That's so interesting! I never heard of that until now. Forgive me for my poor stock knowledge and I may be butchering the definitions. Based on your explanation, 创柜 seems to mean 上市前辅导 (pre-listing tutoring) or 上市前融资 (pre-IPO) to us, while 兴柜 is equivalent to our 新三板, and 上柜 our 创业板. We just dub 上市 to all listed companies, i.e.主板上市/创业板上市/新三板上市. Pretty boring huh.



SimonTsai said:


> I am unsure that it has to be seasonal produce. For me, all of the following headlines work:
> 
> 新一代 iPhone 預計 2019 年上市。
> 冬季暖心品：紅豆湯圓上市。
> 香甜木瓜牛奶，搶鮮上市。


You're so right. Can't believe I forgot those uses. My bad. Yes, one can definitely say 上市 for new models of electronic devices or new cuisines.


----------



## SimonTsai

SimonTsai said:


> 發表 is solely for writings, such as theses, comments, and declarations.


I feel a need to make a correction: It is totally accepted to say, and to write, '發表演說 (to deliver a speech)'.


> 登 is the verb, and 陸 is the nominal complement. 登陸 ____ 平臺 sounds wrong to me.


I changed my mind: '登陸 ____ 平臺' is grammatically as correct as '登陸月球'. (Here 月球 is an adverbial of place.
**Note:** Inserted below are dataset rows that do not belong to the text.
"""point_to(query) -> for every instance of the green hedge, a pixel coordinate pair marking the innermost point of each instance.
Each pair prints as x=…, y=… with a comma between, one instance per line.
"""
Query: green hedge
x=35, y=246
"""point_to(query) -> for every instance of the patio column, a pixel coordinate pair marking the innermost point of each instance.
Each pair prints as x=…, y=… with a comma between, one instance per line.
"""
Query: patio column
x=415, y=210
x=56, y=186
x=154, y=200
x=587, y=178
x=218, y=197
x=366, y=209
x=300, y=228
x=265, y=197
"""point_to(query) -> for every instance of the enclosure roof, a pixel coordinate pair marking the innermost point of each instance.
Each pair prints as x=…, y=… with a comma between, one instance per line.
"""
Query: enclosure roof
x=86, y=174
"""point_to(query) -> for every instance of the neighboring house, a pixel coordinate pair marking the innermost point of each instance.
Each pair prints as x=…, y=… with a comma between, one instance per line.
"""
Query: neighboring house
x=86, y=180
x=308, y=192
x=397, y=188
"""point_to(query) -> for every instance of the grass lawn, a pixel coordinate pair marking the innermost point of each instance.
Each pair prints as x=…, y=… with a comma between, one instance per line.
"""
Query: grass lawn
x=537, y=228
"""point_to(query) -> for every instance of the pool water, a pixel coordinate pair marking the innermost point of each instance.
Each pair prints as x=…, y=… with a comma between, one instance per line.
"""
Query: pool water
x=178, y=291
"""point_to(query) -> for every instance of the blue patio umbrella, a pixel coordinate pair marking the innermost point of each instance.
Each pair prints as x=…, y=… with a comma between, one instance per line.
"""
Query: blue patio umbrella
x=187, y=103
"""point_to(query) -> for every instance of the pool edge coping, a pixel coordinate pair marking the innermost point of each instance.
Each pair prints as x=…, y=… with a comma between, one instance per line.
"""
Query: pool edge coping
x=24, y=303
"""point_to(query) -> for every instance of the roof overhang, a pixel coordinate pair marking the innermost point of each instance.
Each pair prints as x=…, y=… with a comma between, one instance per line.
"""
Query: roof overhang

Although I prefer '在月球登陸', '登陸月球' is idiomatic.)


Twangling said:


> 即日起登陆腾讯、爱奇艺等各大视频平台


I can picture this appearing in news articles, but am not ready to accept it. It seems to be a mainland thing.


> I recall hearing more than one Taiwanese YouTuber say 发表影片.


I rarely browse on YouTube, so, yes, maybe some Taiwanese would say that, but it still sounds off.


> Where I'm from, I'd say 发布视频 doesn't have the same connotation as in Taiwan. Sure, we say 官方发布公告 as well, but the word 发布 is seen in all occasions, from the most mundane user generated clips to corporate promotional materials.


I vaguely remember that years ago, when my Facebook interface language was Mandarin, the word for 'publish' was '發布'. I guess that this is the reason why many people are ready to use '發布'.

But '發布貼文' sounds stilted. '發文' is the term that we use in everyday settings.


----------



## Twangling

SimonTsai said:


> It is totally accepted to say, and to write, '發表演說 (to deliver a speech)'.


Agreed.


SimonTsai said:


> But '發布貼文' sounds stilted. '發文' is the term that we use in everyday settings.


We use the shortened version in everyday settings as well: 发帖, 发博客, and so on. It's just or us, 发文 is more like making an official announcement: 某某局发文称将对某现象进行管控, or 某某发文回应指责.


----------